На краю села, среди слив, стоит изба, подле пес хлев, сарай и навес. Белая, как молодуха в медовый месяц, она покрыта свежей соломой. Деревья густые, и солнце играет только по их вершинам, а под сливами приятный холодок. Возле деревянного крыльца, сразу над землей большая дверь – это погреб; перед дверью стоит стол и две деревянные скамьи. Меж деревьев, на лужайке, около дремлющего лохматого пса, ссорятся дети; на ступеньках крыльца сидит кошка и лапкой умывает белую мордочку, а из коровника выглядывает голова любопытной черной коровы. Нa всем видно божье благословенье и счастье; и это спокойное счастье ярче всего отражается на румяном лице красивой, дородной женщины, которая, положив на перила крыльца голые круглые локти, темными глазами глядит на этот уголок семейной идиллии. Тело ее бело, как ее одежда, губы сочные и красные, как частая нитка кораллов, что спадает по ее пышной груди; на полном лице нет морщин, а в черных волосах, собранных под медный гребень, ни сединки; на длинных ресницах и на сочных губах иногда дрожит улыбка, сверкают белые зубы; улыбка эта говорит, что и сердце ее озарено радостью. Но взгляд ее загорается еще ярче, когда останавливается на мужчине, стоящем в веселом обществе у стола, возле погреба. Это человек уже не молодой, но крепкий и привлекательный. Росту он такого высокого, что при входе в церковь должен нагибаться. Под открытым воротом белой рубахи широкая, словно из стали отлитая, грудь. На стройной шее – большая круглая голова. Светлые волосы острижены, бороды нет, лишь вдоль энергичного рта свисают длинные седеющие усы – лучшее украшение этого крупного длинного лица, на котором, как два горных костра, горят темно-синие глаза. Боже, какие только бури не обветривали это лицо, какие дожди его не омывали, какой зной его не палил! Оно темно, словно медное, прекрасно и мужественно, как лицо героя. На мужчине надеты только рубаха, штаны и новые опанки. Видно: он у себя дома. Левым локтем он оперся о стену, правой рукой подбоченился, заложил йогу за ногу. Так стоит он и спокойно смотрит на трех мужчин, которые болтают за полной глиняной кружкой вина. Он говорит мало, слушает внимательно и то задумывается, то улыбается, а то потянет как следует из кружки.

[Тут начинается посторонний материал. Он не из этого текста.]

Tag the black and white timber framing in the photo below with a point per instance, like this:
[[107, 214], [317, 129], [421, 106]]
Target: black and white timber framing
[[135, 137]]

– А что там у вас произошло в Суседе? – cпроcил мужчина звонким голосом, обращаясь к худому смуглому франту с продолговатым лицом, который, сидя на столе, болтал ногами, чтоб показать свои красивые сапоги с узкими носами и белые вышитые штаны.

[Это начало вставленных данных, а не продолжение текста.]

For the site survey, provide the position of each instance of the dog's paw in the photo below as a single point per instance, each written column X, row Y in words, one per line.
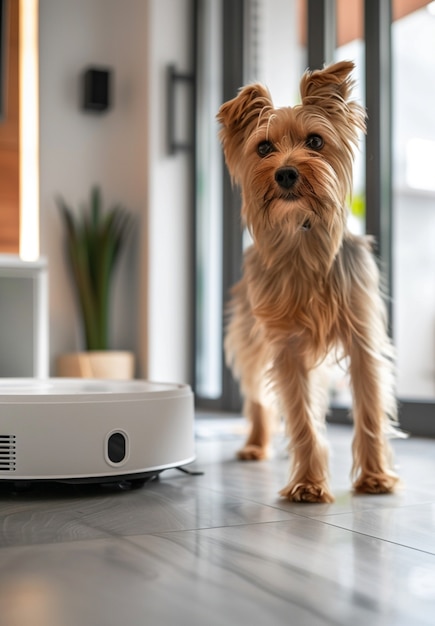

– Э, – ответил франт, сдвинув черную шапочку набекрень и согнав муху с ярко-красного жилета, – переезжаем, кум Илия! То есть переезжает наша старуха и барышни Софика, Ката и Анастазия, а я и господин кастелян Фране Пухакович остаемся в Суседе на разводку. Так приказала наша уважаемая госпожа Уршула. Сама же она завтра или послезавтра уезжает в Стубицу.
– Чудеса! – пробормотал маленький, хилый, худощавый человек с головой, похожей на старую корявую иву, с рыжими волосами, торчащими, как сухой тростник. – Чудеса, – повторил он, подперев голову руками и уставившись на франта, – как это старая сова дала себя выкинуть из своего гнезда?
– Э, – сказал франт, щелкнув языком, – даже и мой умишко не может тут ничего распутать. Однако мне кажется, что ее выкурила из Суседа какая-нибудь мадьярская хитрость. И не будь я Андрица Хорват, служащий ее милости госпожи Хенинг, а черный цыган, если это но так.
– А скажи мне, дорогой Андро, – подхватил хозяин, Илия Грегорич, – что на все это говорят господа зятья?
– А бог их знает, – пожав плечами, ответил Андро, – довольны они или нет. Господин Коньский говорил далеко за полночь с тем мадьярским охвостьем, которого послал Баторий, а на прощанье они любезно пожали друг другу руки; господина Керечена нет, а из Мокриц неожиданно приехал господин Степко Грегорианец и, сойдя с коня, сильно ударил хлыстом слугу и был, по-видимому, очень Рассержен. Мы потом слышали, как он кричал и стучал по столу, разговаривая со старой Уршулой и Коньским. Чертов сын, такая у него привычка!
– Да, да, – подтвердил брдовецкий сельский судья Иван Хорват, сморщенный старик с подстриженными седыми усами, одетый в синюю суконную одежду, который до сих пор спокойно сидел, положив обе руки на палку, и неподвижно глядел на дремлющего лохматого пса, – да, да, господин Степан человек неистовый. Это знает все Пригорье, знают и по ту сторону Савы, в краньской Есенине. С тех пор как он женился на нашей барышне Марте, господа в Суседе грызутся, как собаки.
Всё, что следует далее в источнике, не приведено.